Study Guide Children and Education
Children

Table of Contents

  1. Overview
  2. The Child’s World and Image
  3. Wampanoag Education and Oral Tradition
  4. New England Primer
  5. Indian Primer
  6. Catechism
  7. Logick Primer
  8. Corporal Punishment
  9. Children’s Conversion Narratives
  10. The Schoolhouse
  11. Harvard Indian College
  12. Wheelock’s Indian School

The Schoolhouse

New England colonies were unusual in colonial American for the emphasis they placed upon education for male and female children.  Beginning in 1642, the Massachusetts Bay Colony legislators required that all children had to be taught to “read & understand the principles of religion & the capitall lawes of this country” and in 1647 Massachusetts Bay Court required that any town of at least 100 families had to pay for a grammar school (Teaford 290).  Better (or wealthier) students went on to secondary school or perhaps Harvard College.  Even so, many towns found it was cheaper to pay the fine for non compliance than to pay a schoolmaster (Teaford 294-96). The records from Edgartown regarding building a schoolhouse and paying the schoolmaster reveal the costs incurred by towns to meet this standard.

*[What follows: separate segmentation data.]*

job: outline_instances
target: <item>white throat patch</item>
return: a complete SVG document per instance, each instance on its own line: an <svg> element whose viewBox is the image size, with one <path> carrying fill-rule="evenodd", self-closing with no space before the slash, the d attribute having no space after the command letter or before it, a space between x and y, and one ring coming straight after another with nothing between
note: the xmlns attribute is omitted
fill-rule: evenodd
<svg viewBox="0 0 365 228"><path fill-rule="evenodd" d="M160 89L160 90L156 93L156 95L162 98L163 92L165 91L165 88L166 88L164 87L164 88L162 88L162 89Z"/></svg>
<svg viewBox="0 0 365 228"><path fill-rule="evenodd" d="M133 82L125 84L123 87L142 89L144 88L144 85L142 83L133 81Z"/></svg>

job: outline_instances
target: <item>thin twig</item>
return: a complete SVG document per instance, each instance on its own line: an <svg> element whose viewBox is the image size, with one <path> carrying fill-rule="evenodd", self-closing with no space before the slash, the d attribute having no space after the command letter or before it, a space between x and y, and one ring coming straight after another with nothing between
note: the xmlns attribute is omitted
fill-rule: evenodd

SchoolhouseIf towns were required to build schools, they were not required to make them luxurious.  Schoolhouse buildings in colonial New England tended to be “small, mean, and primitive” (Axtell 170).  The schoolhouse in Edgartown was only “twenty feet Long Sixteen wide and Six in ye upright”;  yet it was typical in size of the schools found in the region.  The First School House in Oak Bluff is also standard design:  “frame and clapboard…with perhaps a small loft above the main room” to hang a bell and possibly an “entrance foyer with a closet” (Axtell 170-71).   Windows were small so most of the light came from the fireplace. The layout of the room resembled a miniature meetinghouse, with the schoolmaster taking the place of the pulpit: “Three sides of the room were lined with long plank desks attached to the walls, in front of which the pupils sat—with what acute discomfort we can readily imagine—on backless plank seats, awed side upwards, supported on legs driven into auger holes and often projecting above the planks.  And at the end of the room, opposite the entrance stood the schoolmaster’s large table, the symbol and locus of authority (Axtell 171).

The frontispiece to the Primer for the USE of the MOHAWK CHILDREN (1786) reflects the classic arrangement well.  Like swaddling clothes or walking stools, the hard seats and barren interiors were intended to create “upright” citizens out of the animalistic children.  The children were not pampered:  schools were often bitterly cold as parents supplied the wood (Axtell 172).  One eighteenth-century child recalled the prevalence of “blue noses, chattering jaws, and aching toes” (Axtell 171). 

On the island, both whites and Wampanoags served as schoolmasters:  Wampanoag schoolmasters and mistresses included James Sepinnu (IC 73, Indian Schoolmaster/teacher 1659-63) and Mehitable Keape (the daughter of Job Soomannan [IC 51-2, 105, 110-13]) who kept school at Christiantown and whose house was used for worship (Segel & Pierce).